Playing Hitchcock, he says, was revealing in more ways than one.
“I did know quite a bit about him,” he says. “I’d studied him while I was at university, but in going back to him now, looking at his life and this huge body of work, I was really struck by how much he’d invented a way of talking about the grammar of cinema. The confidence with which he interprets what’s important and what’s not important in a story. What shots mean. What’s happening. He was always minting new language for it.
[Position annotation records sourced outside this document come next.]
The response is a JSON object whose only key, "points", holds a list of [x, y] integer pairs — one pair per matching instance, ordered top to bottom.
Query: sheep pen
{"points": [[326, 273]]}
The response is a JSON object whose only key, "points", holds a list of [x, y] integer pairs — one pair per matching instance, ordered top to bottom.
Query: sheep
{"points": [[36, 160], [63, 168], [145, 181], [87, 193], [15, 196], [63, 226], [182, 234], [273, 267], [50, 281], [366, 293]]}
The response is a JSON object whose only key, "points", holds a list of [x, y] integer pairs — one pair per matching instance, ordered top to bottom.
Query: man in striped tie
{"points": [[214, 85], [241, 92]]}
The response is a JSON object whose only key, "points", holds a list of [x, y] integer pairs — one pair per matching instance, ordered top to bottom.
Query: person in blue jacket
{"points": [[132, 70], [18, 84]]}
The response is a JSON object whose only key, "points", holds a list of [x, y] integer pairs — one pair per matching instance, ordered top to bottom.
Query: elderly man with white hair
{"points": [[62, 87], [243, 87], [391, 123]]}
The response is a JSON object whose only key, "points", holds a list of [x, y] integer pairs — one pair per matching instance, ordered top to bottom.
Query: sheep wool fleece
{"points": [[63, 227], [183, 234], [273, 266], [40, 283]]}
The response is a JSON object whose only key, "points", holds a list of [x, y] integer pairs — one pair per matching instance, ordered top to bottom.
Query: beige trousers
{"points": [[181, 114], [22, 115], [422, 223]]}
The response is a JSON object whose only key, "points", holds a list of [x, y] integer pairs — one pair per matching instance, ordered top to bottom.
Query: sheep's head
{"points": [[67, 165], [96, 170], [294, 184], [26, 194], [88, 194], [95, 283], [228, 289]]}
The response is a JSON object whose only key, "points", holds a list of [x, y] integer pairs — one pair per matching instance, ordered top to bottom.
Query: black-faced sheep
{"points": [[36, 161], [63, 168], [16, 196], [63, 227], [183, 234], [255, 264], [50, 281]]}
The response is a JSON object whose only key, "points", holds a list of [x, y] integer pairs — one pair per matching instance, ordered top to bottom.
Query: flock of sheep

And I felt, ‘Have we really acknowledged the debt we owe him?’ He was literally a poet of the cinema.”
The Girl, though, draws on a different kind of suspense.
“There’s a tension,” he explains, “but it’s a tension in their relationship. An ongoing, unnamed tension: he can’t quite reach her, can’t quite get to her. He effectively treats her the way James Stewart treats Kim Novak in Vertigo. Which is true, insofar as Tippi Hedren has verified that that was the case – there was an obsession with controlling every aspect of her, placing her within the films and manipulating her within the films.”
Next for Jones is The Hunger Games sequel Catching Fire, another big film and another vindication for the now 45-year-old Londoner whose career almost ended in 1999 when he was cut out of Richard Curtis’s romantic comedy Notting Hill.
“They needed someone to play a fan,” he recalls. “They were worried; when Hugh Grant spills orange juice over Julia Roberts, would she go back to his house? In the edit, they thought it was fine, but on the day they invented this character called The Pestering Fan, who recognised her at the same time. I thought about it a lot in the months afterwards. Would I always be playing The Pestering Fans, not even being given a name?”
“This all happened at a crossroads,” he continues. “Literally at a crossroads, where Westbourne Park Road meets Portobello Road. I was at something of a crossroads in my life too, because I was looking for a flat, looking to establish myself, and I used to go to a cafe at that very crossroads. So there were enough things to start obsessing about.”
Enough, certainly, to give Jones material for a one-man show in which he talked about the bizarre feeling of being edited out of his own life. Now, though, he has put all that behind him, moving on to bigger films with bigger premieres and ever more ballyhoo.
“I’ve noticed that even that stuff has become industrialised these days. You make the film, market the film, you do the red carpet, and the red carpet is like a conveyor belt that actors pass down. The whole thing is so unglamorous, it couldn’t be less glamorous.”
So what is glamorous?
“The glamour has always been, for me, the adventure of not knowing where you’re going next, and the people you meet. You meet people,” he grins, perhaps thinking of Peter Strickland and his Transylvanian exploits, perhaps thinking of David Lynch and his campaigning cow, “Who are obsessive.”
And if it results in more films like Berberian Sound Studio, that can only be a good thing.